Я собираю и упаковываю обратно подписанные заказы и укладываюсь на кровать. Мы переоделись в ночные пижамки, подняв на время объектив камеры, я расправляю постель, ныряю под одеяло. Мульча устраивается в ногах.

— Я давно не она. Я научилась танцевать, играть на клавишных и гитаре, научилась петь, кроме европейских языков знакома с европейской кухней. Я свободно ориентируюсь в мире музыки, я стала звездой мирового уровня. Я продюсировала промоушен в Японии, который принёс нескольким десяткам компаниям, включая моё агентство, моим сонбе и мне несколько десятков миллионов долларов. А может и сотен, кто их там сочтёт? Нет, СунОк, я давно не девочка с окраины. А вот ты — да.

Я лежу, закинув руки под голову. Сестрица выключает свет, возится рядом. Мне на сестру не наплевать, но что я могу, если она упирается? Ничего. И самой интересно себя послушать, этакий общий самоотчёт, что я успела сделать за то время, что решила стать айдолом. А ведь много!

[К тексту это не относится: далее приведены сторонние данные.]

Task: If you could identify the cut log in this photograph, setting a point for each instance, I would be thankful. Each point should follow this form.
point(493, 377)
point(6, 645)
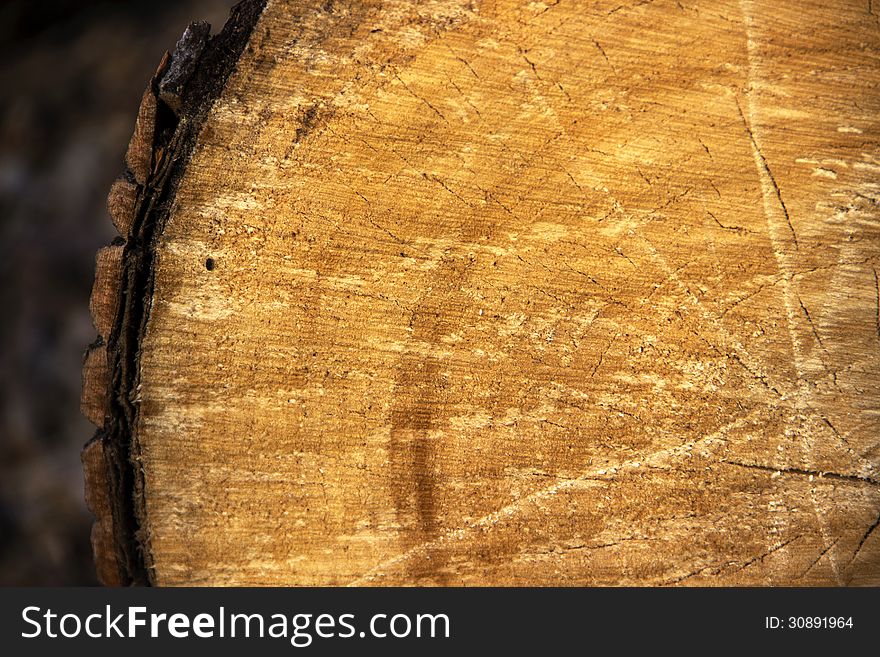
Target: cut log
point(477, 293)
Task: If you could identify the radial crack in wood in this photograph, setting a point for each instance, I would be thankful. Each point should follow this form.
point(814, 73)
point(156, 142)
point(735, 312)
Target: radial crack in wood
point(505, 293)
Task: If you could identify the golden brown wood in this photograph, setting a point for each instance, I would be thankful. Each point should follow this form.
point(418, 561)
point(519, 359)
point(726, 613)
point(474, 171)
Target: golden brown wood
point(96, 381)
point(98, 500)
point(521, 293)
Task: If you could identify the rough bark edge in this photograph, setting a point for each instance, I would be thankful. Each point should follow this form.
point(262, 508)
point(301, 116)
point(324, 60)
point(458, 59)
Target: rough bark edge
point(139, 204)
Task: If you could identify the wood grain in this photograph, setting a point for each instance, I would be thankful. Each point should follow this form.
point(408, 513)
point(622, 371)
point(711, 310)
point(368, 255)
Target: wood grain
point(573, 293)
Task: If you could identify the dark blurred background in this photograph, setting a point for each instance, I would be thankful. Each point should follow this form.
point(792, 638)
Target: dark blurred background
point(71, 77)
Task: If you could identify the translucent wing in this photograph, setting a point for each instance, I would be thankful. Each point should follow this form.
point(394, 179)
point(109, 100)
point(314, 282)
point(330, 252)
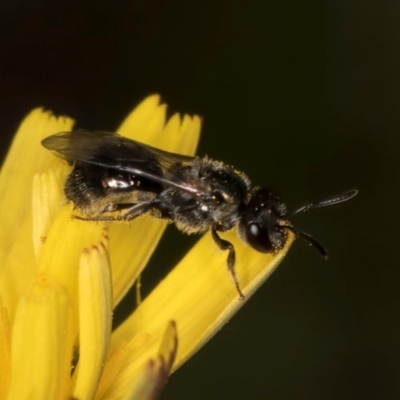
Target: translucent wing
point(110, 150)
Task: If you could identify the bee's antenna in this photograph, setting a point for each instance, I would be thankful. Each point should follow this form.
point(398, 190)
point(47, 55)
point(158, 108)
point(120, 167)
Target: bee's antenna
point(308, 239)
point(329, 202)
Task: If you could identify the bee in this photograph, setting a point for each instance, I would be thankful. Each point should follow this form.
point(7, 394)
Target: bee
point(118, 179)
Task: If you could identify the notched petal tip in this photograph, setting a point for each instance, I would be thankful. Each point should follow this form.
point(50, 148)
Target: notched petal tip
point(153, 376)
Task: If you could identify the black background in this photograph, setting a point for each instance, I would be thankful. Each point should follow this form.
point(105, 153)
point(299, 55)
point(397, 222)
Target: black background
point(304, 97)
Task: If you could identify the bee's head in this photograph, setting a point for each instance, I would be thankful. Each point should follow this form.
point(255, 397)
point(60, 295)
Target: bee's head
point(264, 224)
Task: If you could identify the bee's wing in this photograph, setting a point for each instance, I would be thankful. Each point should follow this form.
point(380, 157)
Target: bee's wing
point(111, 150)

Мне бы подумать, остановиться, оглядеться и подумать, куда и зачем мне идти дальше. Ближайшая цель — добиться полной самостоятельности, стать главой собственной компании. Доходы, а значит и возможности вырастут на порядок. Ближайшая цель понятна, а глобальная — в тумане. Посвятить всю жизнь зарабатыванию денег? Скучно. Домик на Чёрджу я уже могу купить. И могу жить там, ничего не делая, только поплёвывая в потолок. Тоже скучно.

СунОк чего-то там буровит и буровит недовольно. Прислушиваюсь.

— …всегда так. Одним — всё, другим — ничего. Все таланты — тебе, а мне — что? Будь у меня талант певицы, я бы тоже ей стала…

— Никем бы ты не стала, даже с кучей талантов, — лениво обрываю её причитания.

— Что ты делала, пока я терзала синтезатор, разрабатывая свои пальцы и обучаясь музыке? Ты в это время смотрела дорамы и жрала всё, что тебе в тарелку мама положит. Что ты делала по утрам, когда я мучила себя пробежками и изнуряла зарядкой? Ты нежила свою жопу в мягкой перине. Что ты делала, когда я иностранные языки изучала? — Тут я лукавлю, но чего не сделаешь в педагогических целях, — Ты сидела в кафе с подружками и сплетничала с ними. Что ты делала, когда я по восемь часов в день обучалась танцам? Ты опять сидела на диване и смотрела дораму. Что ты делала, когда я в агентстве неделями не спала, готовя с девчонками очередной концерт? Орала мне в телефон всякую ерунду, отвлекая от дела. Что ты делаешь сейчас, когда я по утрам тренируюсь не меньше часа? Ты жрёшь на кухне. Ты никогда не перестанешь быть девочкой с окраины. Хотя нет, лет через двадцать станешь аджумой с окраины.